# Re: 2000 Chevy Malibu LS - electrical problem??!! Shuts down after 2 hours of driving



## dbkelly72 (Jun 26, 2010)

*Re: 2000 Chevy Malibu LS - electrical problem??!! Shuts down after 2 hours of driving*

Guess I am going to try to revive this thread. 

My friend has a 2000 Malibu and it looses power (rapidly decreasing engine performance) then dies after pulling over while driving on the highway. This happens after alomost exactly 2hrs of driving. After turning off the ignition and waiting a few moments it fires back up and continues on it's journey. The ignition connection sounds good but how about that consistant two hour fail point for an intriguing twist.

Anybody else out there have this one? The dealer has had a couple of looks at it but since there is no check engine light there is no way to ask the computer what happened.


----------



## kjms1 (Jun 4, 2010)

*Re: 2000 Chevy Malibu LS - electrical problem??!! Shuts down after 2 hours of driving*

see if you can find some one who has aldata to see if there is any service bulletins on this prob
It sucks when you have to tell a customer till it gets consistent and not start back up it will be hard to test for things cause if its running the problem isnt present at that time .... you can guess and try new parts in hoped thats it


----------



## jaggerwild (May 21, 2007)

*Re: 2000 Chevy Malibu LS - electrical problem??!! Shuts down after 2 hours of driving*



dbkelly72 said:


> Guess I am going to try to revive this thread.
> 
> My friend has a 2000 Malibu and it looses power (rapidly decreasing engine performance) then dies after pulling over while driving on the highway.
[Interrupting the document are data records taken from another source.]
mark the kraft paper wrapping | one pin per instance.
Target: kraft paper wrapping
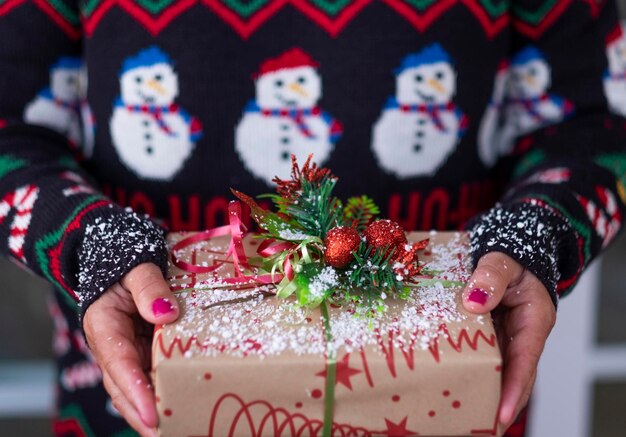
(240, 362)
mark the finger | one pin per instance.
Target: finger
(152, 295)
(493, 275)
(111, 335)
(125, 408)
(521, 357)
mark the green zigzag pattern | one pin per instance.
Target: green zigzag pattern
(245, 9)
(9, 163)
(52, 238)
(615, 163)
(535, 16)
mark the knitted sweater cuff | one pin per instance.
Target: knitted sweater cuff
(527, 233)
(114, 244)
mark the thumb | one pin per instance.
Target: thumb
(494, 273)
(151, 293)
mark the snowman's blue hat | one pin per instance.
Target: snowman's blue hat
(526, 55)
(429, 55)
(67, 63)
(145, 58)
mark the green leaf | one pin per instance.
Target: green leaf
(269, 221)
(359, 212)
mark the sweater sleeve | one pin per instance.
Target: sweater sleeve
(53, 219)
(563, 145)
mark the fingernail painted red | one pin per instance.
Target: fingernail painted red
(478, 295)
(162, 306)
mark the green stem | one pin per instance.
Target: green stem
(331, 367)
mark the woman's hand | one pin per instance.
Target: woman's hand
(523, 315)
(117, 327)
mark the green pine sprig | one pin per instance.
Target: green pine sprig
(359, 212)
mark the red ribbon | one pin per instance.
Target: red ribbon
(235, 250)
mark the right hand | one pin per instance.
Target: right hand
(118, 330)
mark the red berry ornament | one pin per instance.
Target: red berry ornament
(385, 234)
(340, 244)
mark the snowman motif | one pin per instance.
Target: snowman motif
(420, 127)
(615, 75)
(284, 118)
(529, 106)
(152, 135)
(493, 118)
(59, 105)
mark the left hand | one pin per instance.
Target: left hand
(524, 316)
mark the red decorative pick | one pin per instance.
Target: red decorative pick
(385, 234)
(340, 244)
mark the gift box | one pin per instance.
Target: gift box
(241, 362)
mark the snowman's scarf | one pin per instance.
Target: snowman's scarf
(621, 76)
(156, 112)
(433, 112)
(72, 105)
(297, 116)
(530, 105)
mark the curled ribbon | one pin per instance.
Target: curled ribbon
(235, 228)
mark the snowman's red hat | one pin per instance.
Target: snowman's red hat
(292, 58)
(615, 35)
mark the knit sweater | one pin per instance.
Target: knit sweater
(119, 119)
(436, 109)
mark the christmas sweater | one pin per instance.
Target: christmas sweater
(115, 113)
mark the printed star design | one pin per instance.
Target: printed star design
(398, 429)
(343, 372)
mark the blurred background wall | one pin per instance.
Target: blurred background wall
(25, 350)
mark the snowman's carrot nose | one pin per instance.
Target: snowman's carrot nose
(155, 85)
(298, 89)
(436, 85)
(530, 80)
This happens after alomost exactly 2hrs of driving. After turning off the ignition and waiting a few moments it fires back up and continues on it's journey. The ignition connection sounds good but how about that consistant two hour fail point for an intriguing twist.
> 
> Anybody else out there have this one? The dealer has had a couple of looks at it but since there is no check engine light there is no way to ask the computer what happened.
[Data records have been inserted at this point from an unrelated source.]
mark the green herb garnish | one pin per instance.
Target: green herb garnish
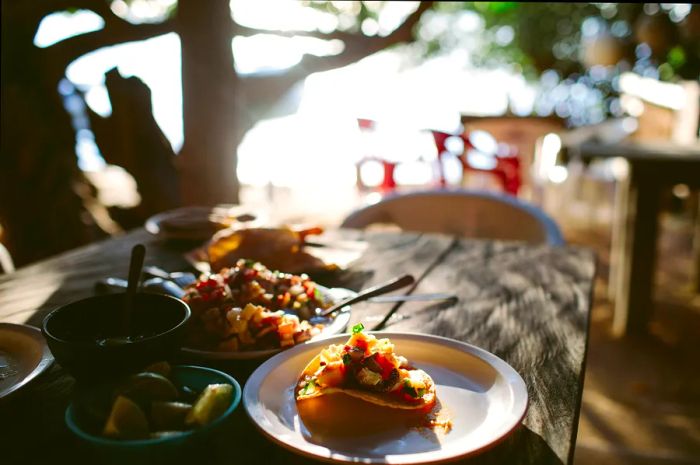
(310, 384)
(411, 391)
(358, 328)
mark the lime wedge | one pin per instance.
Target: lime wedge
(169, 416)
(210, 405)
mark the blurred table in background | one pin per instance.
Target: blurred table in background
(653, 168)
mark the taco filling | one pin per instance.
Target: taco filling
(367, 368)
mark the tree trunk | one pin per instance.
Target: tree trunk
(41, 209)
(209, 82)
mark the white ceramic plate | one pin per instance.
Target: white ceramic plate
(200, 228)
(338, 325)
(23, 356)
(485, 398)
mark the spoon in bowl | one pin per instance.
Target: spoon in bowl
(138, 254)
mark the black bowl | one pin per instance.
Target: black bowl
(79, 334)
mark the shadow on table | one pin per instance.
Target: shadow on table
(520, 448)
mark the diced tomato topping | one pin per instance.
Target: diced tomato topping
(362, 344)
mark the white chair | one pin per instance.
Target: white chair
(462, 212)
(6, 264)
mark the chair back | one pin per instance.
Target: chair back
(6, 264)
(462, 212)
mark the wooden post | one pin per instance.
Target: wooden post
(208, 157)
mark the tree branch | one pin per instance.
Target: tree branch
(357, 47)
(116, 31)
(400, 34)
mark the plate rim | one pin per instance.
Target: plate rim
(341, 320)
(45, 361)
(253, 384)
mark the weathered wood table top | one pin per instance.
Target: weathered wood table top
(529, 305)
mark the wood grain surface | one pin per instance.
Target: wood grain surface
(529, 305)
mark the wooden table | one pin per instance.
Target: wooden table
(529, 305)
(652, 168)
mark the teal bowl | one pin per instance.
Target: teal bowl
(168, 449)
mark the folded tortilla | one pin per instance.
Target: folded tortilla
(394, 398)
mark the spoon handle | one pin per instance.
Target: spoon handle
(138, 254)
(394, 284)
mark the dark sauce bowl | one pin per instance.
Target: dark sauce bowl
(76, 334)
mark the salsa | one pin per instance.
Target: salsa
(249, 307)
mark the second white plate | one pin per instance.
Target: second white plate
(338, 325)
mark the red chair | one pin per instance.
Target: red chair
(388, 167)
(507, 169)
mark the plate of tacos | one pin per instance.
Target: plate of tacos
(383, 397)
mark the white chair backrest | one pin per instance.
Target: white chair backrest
(466, 213)
(6, 264)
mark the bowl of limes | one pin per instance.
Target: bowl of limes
(153, 416)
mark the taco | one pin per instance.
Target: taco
(367, 368)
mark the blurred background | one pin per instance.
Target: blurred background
(113, 111)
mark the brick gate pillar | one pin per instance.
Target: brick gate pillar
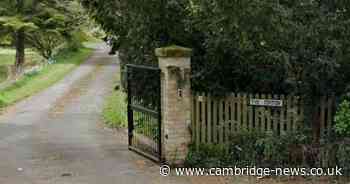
(175, 65)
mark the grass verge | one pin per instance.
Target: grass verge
(115, 108)
(31, 84)
(7, 57)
 Drive the car for the two hours, then pull into a city road. Get out look under the car at the catalytic converter to see if it is cherry red, you will feel the heat just getting close to it. If so you will need to replace it, the care starts normally after cooling off right? If so bingo!


----------



## ryanschimmy (May 27, 2011)

*Re: 2000 Chevy Malibu LS - electrical problem??!! Shuts down after 2 hours of driving*

I own a 2000 Chevy Malibu LS that is having the exact same issues. I have around 110,000 miles on it currently. I will drive it for an hour or 2 and the lights on the dash flash, and all power to the car shuts down. I then coast without power steering of any sorts and pull over for 10 minutes or so and wait until I can restart it again. The car will then drive another 5-10 miles again before I have to repeat the procedure to start it and hopefully make it back home.

I have been to a Chevorlet Dealer and they didn't find any problems with it because I'm sure all they did was hook a computer up to it and run diagnostics. No problem will register because no trouble lights are even on. I then took it to atleast 2 more mechanics who tested and replaced various parts. 
I have had the fuel pump, fuel filter, battery, crank shaft, cam shaft and a few other parts replaced that I can not currently think of replaced. I have had the alternator tested.
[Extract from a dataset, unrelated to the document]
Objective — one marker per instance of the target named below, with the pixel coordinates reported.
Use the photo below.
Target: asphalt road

The problem to me seems electrical of some sort?
It also seems to me that while I'm driving it, just before it dies, I can feel the accelerator start to give out like the engine is no longer getting gas? The car sort of feels as though it's about to cut out but if I drop the speed down to low speeds (30-40 mph) and coast alot (not using the accelerator) and I will now be able to drive it what seems further distance before it shuts off. I have had to this on several occasions just to make it home.

Any suggestions would be very grateful as I am not a highly knowledeable car guy and have poured more money into trying to fix the car than I wanted, and the issue still is not resolved. *Thanks*


----------



## dbkelly72 (Jun 26, 2010)

*Re: 2000 Chevy Malibu LS - electrical problem??!! Shuts down after 2 hours of driving*



ryanschimmy said:


> I own a 2000 Chevy Malibu LS that is having the exact same issues. I have around 110,000 miles on it currently. I will drive it for an hour or 2 and the lights on the dash flash, and all power to the car shuts down. I then coast without power steering of any sorts and pull over for 10 minutes or so and wait until I can restart it again. The car will then drive another 5-10 miles again before I have to repeat the procedure to start it and hopefully make it back home.
> 
> I have been to a Chevorlet Dealer and they didn't find any problems with it because I'm sure all they did was hook a computer up to it and run diagnostics. No problem will register because no trouble lights are even on. I then took it to atleast 2 more mechanics who tested and replaced various parts.
> I have had the fuel pump, fuel filter, battery, crank shaft, cam shaft and a few other parts replaced that I can not currently think of replaced. I have had the alternator tested.
> ...


Check Jaggerwild's comment,
sounds good to me.

Thanks Jaggerwild


----------



## mack1 (Nov 27, 2007)

*Re: 2000 Chevy Malibu LS - electrical problem??!! Shuts down after 2 hours of driving*

Hi dbkelly72 and ryanschimmy,

A very interesting problem. Hope Jaggerwild's suggestion fixes the problem. If not, it would be interesting to know if the engine will turn over when you are caused to stop (does the battery seem dead at that point?) 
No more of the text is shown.